Friday, March 02, 2012

Criminal contempt sentence vacated

Roger Batt won in In re J.T.R., No. 105,505 (Kan. App. Feb. 24, 2012), vacating a jail term imposed as a sanction against a mother who violated a no-contact order in a Sedgwick County child-in-need-of-care action.  The case presents a nice primer on the difference between criminal and civil contempt and the rights that attach to each:
Our statute, K.S.A. 20-1202, sets out two major classes of contempt, direct or indirect contempt. Direct contempt is committed during the sitting of the court or before a judge at chambers. All other contempts are indirect. K.S.A. 20-1202(2). Clearly, in this case, we deal with indirect contempt, as V.R.'s conduct did not occur in the presence of the judge.
Next, it is important to note two additional categories of contempt. They are denominated as civil and criminal contempt. They are distinguished by the intent of the penalty imposed and not necessarily the nature of the underlying legal or equitable action that the court is dealing with. In other words, a civil contempt proceeding may arise in a criminal case and a criminal contempt proceeding may arise in a civil case. Two questions are useful in making the distinction. Is the court seeking the enforcement of its orders? Is the court seeking to punish someone for disrespect or disobedience? If the former is true, then the answer is usually civil contempt; if it is the latter, then the contempt action is criminal.
The COA held that the contempt proceeding in this case started as a civil contempt proceeding, the but sanction imposed--a five day jail sentence--was not proper for such a contempt finding:
A punitive jail sentence as punishment for violation of the district court's order is available only for criminal contempt, not for indirect civil contempt. The 5-day jail sentence imposed here did not permit V.R. to purge her contempt. Nor did it, in any fashion, allow her to lessen her sentence through her conduct and unlock the door of the county jail.

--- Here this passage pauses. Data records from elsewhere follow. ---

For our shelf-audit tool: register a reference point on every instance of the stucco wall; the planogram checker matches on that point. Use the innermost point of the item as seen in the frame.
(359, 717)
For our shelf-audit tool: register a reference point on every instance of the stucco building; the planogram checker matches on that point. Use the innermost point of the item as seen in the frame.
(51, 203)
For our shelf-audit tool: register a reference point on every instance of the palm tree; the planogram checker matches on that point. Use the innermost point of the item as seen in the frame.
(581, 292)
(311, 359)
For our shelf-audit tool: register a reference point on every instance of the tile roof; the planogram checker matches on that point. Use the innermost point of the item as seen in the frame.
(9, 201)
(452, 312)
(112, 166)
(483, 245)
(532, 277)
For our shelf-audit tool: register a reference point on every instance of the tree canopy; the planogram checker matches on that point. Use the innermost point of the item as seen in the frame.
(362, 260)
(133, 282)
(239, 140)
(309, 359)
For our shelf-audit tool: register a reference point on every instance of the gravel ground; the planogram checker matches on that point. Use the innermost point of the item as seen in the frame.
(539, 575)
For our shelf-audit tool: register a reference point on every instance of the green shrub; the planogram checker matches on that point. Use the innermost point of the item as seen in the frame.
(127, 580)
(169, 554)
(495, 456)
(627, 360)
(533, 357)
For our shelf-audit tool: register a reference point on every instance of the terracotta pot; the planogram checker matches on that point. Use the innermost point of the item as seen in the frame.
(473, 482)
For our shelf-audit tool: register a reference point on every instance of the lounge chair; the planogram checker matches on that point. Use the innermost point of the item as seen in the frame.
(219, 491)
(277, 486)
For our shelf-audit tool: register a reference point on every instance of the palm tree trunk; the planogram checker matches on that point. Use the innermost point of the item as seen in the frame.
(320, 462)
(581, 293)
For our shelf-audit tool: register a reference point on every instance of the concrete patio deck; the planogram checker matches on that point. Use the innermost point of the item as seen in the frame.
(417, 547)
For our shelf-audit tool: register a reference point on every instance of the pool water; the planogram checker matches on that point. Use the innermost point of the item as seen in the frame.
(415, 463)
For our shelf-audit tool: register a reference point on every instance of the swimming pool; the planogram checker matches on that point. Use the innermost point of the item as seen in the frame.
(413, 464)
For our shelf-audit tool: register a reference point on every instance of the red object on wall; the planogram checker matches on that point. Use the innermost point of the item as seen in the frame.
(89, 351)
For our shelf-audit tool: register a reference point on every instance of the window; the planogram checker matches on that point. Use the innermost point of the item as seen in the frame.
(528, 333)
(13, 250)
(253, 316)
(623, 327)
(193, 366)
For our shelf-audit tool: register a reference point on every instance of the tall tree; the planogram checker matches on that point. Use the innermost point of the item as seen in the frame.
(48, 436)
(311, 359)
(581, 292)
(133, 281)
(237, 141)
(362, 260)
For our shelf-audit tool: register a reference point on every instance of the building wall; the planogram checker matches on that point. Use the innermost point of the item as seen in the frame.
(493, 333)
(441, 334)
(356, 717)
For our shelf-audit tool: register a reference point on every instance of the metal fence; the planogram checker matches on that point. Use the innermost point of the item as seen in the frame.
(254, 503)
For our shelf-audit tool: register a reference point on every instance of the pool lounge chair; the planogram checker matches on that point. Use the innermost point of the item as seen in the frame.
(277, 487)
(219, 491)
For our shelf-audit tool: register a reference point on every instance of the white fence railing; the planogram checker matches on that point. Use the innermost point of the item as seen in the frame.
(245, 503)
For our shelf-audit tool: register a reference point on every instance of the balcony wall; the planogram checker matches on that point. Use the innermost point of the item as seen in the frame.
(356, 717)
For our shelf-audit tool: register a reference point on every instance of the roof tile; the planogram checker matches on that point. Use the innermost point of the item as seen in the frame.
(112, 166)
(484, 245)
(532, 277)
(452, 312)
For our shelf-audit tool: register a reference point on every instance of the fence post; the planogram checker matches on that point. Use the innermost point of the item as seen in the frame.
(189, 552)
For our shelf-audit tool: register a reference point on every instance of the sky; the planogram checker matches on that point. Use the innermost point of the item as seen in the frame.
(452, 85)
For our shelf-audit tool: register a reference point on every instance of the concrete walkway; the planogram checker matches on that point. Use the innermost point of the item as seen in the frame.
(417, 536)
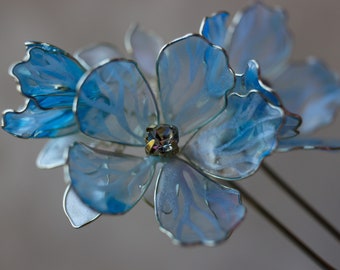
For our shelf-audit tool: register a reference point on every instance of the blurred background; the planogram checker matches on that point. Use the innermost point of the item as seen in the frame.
(34, 232)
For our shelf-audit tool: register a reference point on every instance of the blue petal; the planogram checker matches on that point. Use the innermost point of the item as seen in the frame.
(193, 79)
(116, 96)
(259, 33)
(214, 28)
(310, 90)
(76, 211)
(48, 75)
(251, 80)
(144, 47)
(34, 122)
(233, 145)
(108, 182)
(54, 152)
(192, 209)
(308, 143)
(93, 55)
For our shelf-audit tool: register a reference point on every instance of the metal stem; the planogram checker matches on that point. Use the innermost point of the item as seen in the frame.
(303, 247)
(298, 199)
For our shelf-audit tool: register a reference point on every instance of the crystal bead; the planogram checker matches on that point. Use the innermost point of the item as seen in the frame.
(161, 140)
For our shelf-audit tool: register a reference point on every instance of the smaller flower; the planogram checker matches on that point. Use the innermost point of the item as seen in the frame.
(48, 76)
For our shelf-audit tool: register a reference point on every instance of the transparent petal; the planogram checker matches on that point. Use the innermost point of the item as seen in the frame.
(76, 211)
(308, 143)
(251, 80)
(259, 33)
(34, 122)
(54, 152)
(117, 96)
(310, 90)
(192, 209)
(49, 75)
(95, 54)
(233, 145)
(108, 182)
(214, 28)
(193, 79)
(144, 46)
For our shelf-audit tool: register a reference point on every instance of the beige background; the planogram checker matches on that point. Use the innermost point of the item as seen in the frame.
(35, 234)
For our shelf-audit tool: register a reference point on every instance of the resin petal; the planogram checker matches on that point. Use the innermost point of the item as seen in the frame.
(233, 145)
(95, 54)
(192, 209)
(34, 122)
(144, 47)
(251, 80)
(259, 33)
(214, 28)
(310, 90)
(308, 143)
(48, 75)
(54, 152)
(108, 182)
(117, 96)
(193, 79)
(76, 211)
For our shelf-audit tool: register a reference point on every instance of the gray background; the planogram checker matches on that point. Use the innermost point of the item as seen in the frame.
(35, 234)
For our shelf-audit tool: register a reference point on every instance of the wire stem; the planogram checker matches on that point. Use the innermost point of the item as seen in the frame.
(298, 199)
(303, 247)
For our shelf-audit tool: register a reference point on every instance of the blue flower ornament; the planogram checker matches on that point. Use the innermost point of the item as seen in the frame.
(308, 88)
(165, 144)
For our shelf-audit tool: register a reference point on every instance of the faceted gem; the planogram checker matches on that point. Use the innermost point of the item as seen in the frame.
(161, 140)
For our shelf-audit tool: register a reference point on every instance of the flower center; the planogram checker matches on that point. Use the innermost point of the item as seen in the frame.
(161, 140)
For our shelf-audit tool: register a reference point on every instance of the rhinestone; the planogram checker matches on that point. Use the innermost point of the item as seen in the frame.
(161, 140)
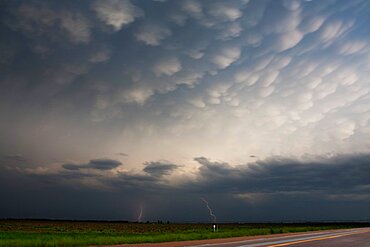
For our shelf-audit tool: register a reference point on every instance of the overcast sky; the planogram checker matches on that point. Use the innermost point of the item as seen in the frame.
(260, 107)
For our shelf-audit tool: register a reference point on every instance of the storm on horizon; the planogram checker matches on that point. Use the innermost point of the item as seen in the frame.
(124, 109)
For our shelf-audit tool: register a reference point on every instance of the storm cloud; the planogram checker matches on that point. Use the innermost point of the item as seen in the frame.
(99, 164)
(262, 107)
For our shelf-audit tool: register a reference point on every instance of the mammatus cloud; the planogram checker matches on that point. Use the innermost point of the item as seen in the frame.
(159, 169)
(98, 164)
(43, 20)
(152, 34)
(174, 80)
(167, 66)
(226, 57)
(117, 13)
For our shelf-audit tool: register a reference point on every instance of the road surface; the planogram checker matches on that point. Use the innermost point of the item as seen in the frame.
(342, 238)
(359, 237)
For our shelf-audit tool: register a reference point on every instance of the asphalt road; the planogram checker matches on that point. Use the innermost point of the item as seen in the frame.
(342, 238)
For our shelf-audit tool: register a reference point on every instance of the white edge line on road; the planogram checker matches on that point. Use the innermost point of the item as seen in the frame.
(313, 234)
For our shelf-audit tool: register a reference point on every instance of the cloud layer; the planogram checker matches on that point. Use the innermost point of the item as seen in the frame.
(226, 99)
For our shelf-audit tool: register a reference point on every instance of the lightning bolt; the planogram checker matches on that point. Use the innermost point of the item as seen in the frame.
(209, 209)
(140, 214)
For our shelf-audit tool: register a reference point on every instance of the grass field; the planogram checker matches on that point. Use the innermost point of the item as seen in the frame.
(74, 233)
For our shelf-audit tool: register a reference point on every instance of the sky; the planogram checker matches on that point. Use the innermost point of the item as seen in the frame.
(113, 107)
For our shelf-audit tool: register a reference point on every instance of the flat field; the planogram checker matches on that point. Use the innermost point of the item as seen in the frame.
(84, 233)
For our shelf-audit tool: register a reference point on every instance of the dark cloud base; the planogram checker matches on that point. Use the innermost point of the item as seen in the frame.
(275, 189)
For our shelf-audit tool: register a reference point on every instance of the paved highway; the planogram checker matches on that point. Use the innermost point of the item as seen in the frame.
(342, 238)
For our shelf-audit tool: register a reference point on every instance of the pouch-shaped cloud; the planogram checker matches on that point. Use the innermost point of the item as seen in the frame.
(98, 164)
(116, 13)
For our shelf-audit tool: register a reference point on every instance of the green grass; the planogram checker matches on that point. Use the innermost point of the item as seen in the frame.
(64, 233)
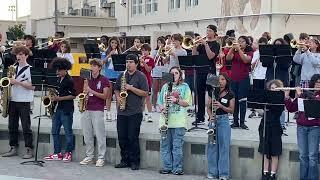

The state apparently tried to argue on appeal that the contempt was criminal and therefore the jail sentence appropriate. The COA held that, if it was criminal, mother's Due Process rights were violated:
We acknowledge that a district court has the authority to find someone in indirect contempt of court and assess a criminal penalty. This is called indirect criminal contempt. But procedural safeguards must be observed. Even if we were to hold there was sufficient notice to V.R., the trial of V.R. was defective because the court forced V.R. to testify against herself.
Finally, the COA outlined the rights attaching to a criminal contempt proceeding:
Sentences for civil contempt must give contemnors a way through their conduct by which they can secure their release from jail. On the other hand, if the court simply wants to punish a contemnor, then the due process rights that attend any criminal charge should apply. These rights include: 
  • notice of charge and possible penalty; 
  • court-appointed counsel if indigent; 
  • right to trial; 
  • privilege against self-incrimination; 
  • right to confront witnesses and to compel testimony.
Because the COA concluded the proceeding was for indirect civil contempt, it vacated the jail sentence.
[Update: the state did not file a PR and the mandate issued on March 29, 2012.]